The third story, Pathil Piraku Varum focuses on the issue of dowry. A single woman chooses to remain unmarried to avoid paying dowry to potential husbands. One day, a prospective groom encounters her after a long gap. He reveals himself to be a widower and a father of two sons – and states that he wants to marry her. However, she reveals a secret that makes him reconsider his proposal.

The fourth story Thanimai Thalir narrates the tale of grandparents' love for their granddaughter. The girl's career-focused parents have left her to further their own careers and are living in another part of the country, leaving the grandparents and granddaughter to bond.

The fifth story, Kalangam Illai, centres on the preconceived notions of a working woman from South India staying alone in a rented house.

== Cast ==
- Sujitha
- Sriranjani
- Sathyapriya
- Shanthi Williams
- Shreya Anchan
- Sahana Sheddy
- Nayana Sai

==Production==
Gnana Rajasekaran based Ainthu Unarvugal on five stories written by writer R. Chudamani, which talk about relationships and the psychological nuances in them. He revealed that through the project, he was keen to move away being known as a film-maker who makes only biopics. The film marked the Tamil-language debut of actress Nayana Sai, who was spotted by the team when attending acting workshops in koothu-P-Pattarai.

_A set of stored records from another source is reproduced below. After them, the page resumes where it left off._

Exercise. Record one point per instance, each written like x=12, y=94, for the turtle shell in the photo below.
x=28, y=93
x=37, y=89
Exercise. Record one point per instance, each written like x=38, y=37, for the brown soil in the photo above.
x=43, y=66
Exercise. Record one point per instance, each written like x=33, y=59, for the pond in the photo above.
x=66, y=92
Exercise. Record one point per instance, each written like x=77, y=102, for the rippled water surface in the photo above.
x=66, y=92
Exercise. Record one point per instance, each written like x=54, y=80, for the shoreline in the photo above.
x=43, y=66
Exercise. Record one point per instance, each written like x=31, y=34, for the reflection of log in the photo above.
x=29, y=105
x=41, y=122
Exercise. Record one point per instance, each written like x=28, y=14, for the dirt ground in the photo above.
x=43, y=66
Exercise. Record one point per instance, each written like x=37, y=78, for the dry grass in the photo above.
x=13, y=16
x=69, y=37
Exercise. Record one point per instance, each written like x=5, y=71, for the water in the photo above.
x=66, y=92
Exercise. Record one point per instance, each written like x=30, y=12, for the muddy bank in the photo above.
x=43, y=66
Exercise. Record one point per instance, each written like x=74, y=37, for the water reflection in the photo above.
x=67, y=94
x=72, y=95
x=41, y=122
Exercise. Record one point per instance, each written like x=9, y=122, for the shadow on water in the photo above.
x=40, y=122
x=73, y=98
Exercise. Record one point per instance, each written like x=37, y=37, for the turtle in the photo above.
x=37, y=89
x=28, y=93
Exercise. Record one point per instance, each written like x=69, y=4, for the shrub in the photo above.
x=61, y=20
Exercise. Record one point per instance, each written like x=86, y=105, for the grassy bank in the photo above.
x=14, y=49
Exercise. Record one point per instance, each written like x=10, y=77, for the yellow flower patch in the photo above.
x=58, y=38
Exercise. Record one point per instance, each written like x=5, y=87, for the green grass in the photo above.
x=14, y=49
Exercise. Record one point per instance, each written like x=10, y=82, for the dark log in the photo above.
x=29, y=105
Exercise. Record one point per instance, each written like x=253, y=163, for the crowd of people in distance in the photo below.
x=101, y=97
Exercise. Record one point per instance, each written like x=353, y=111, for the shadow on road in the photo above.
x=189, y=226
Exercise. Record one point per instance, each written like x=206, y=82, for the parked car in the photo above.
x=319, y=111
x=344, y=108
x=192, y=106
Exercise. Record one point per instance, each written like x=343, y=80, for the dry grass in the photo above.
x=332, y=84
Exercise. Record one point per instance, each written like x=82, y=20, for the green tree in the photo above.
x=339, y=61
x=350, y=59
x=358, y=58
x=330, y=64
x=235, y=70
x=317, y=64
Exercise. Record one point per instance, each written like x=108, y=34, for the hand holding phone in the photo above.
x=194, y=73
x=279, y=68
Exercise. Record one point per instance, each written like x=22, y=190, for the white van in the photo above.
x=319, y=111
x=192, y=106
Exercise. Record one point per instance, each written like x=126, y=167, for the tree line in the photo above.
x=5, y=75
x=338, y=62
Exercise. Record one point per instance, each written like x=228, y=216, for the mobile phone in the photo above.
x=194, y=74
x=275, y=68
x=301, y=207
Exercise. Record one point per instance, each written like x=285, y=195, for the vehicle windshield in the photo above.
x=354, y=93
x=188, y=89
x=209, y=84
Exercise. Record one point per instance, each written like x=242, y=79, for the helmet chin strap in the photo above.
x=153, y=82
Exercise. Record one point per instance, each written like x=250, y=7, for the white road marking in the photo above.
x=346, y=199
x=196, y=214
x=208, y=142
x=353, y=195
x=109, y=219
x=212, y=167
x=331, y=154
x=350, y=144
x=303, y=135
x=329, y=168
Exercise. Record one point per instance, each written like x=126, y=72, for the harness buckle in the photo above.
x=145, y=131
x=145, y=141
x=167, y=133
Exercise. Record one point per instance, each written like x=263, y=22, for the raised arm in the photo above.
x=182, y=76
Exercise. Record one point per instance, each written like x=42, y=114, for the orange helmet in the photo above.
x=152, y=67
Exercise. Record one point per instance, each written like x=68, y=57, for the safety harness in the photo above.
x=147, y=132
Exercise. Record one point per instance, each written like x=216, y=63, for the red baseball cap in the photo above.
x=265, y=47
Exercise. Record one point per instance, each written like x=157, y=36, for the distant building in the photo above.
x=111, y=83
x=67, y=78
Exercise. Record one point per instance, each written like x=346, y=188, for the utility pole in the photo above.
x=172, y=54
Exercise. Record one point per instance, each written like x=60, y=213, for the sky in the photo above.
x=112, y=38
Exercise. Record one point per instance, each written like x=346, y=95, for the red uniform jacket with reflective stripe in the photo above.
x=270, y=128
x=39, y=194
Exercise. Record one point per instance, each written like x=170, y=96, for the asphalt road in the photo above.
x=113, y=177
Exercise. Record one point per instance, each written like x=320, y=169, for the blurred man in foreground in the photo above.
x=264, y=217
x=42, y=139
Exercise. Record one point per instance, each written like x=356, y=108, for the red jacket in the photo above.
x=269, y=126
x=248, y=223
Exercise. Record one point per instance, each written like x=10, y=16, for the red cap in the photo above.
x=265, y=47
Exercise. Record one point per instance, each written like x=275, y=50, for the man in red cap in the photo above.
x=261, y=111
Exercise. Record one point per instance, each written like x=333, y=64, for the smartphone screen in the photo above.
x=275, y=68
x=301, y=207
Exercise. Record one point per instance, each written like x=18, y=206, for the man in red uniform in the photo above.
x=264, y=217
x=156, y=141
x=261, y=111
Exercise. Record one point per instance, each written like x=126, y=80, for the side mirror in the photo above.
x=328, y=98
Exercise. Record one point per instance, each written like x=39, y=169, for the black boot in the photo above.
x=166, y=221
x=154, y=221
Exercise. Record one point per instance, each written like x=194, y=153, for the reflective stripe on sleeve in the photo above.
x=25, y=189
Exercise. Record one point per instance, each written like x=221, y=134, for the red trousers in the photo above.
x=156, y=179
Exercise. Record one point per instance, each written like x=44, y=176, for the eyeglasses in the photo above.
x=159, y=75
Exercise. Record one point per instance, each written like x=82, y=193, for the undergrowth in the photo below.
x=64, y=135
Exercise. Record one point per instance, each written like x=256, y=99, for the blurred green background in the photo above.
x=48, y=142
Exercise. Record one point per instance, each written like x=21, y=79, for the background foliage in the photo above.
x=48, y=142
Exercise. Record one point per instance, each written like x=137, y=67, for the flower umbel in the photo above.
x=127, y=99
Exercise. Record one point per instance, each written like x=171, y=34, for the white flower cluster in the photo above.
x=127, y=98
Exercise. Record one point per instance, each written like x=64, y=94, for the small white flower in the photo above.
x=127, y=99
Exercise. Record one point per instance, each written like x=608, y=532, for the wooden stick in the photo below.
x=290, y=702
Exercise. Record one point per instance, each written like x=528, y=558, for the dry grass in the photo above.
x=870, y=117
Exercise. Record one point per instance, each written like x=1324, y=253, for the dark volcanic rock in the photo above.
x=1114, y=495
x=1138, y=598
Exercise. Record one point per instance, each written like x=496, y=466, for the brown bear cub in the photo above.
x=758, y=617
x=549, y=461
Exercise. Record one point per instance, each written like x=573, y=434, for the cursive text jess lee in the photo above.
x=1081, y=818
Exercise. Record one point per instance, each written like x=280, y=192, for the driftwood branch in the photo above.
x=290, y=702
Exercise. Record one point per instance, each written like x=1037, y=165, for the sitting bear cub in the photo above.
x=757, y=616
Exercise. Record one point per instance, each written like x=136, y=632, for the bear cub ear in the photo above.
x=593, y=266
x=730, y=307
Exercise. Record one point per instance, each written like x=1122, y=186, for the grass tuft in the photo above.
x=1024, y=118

== Release and reception ==
Though originally planned for a direct-to-streaming release, Gnana Rajasekaran took the opinions of distributors, theatre owners and agents for satellite channels, after watching the film, which convinced him to release it in theatres. The film was released across Tamil Nadu on 26 November 2021, and coincidentally shared the same release date as Vasanth's Sivaranjiniyum Innum Sila Pengalum (2021), which was also an anthology based on the lives of South Indian women. A critic from Hindu Tamil Thisai gave the film a positive review, as did a reviewer from the newspaper Dina Thanthi.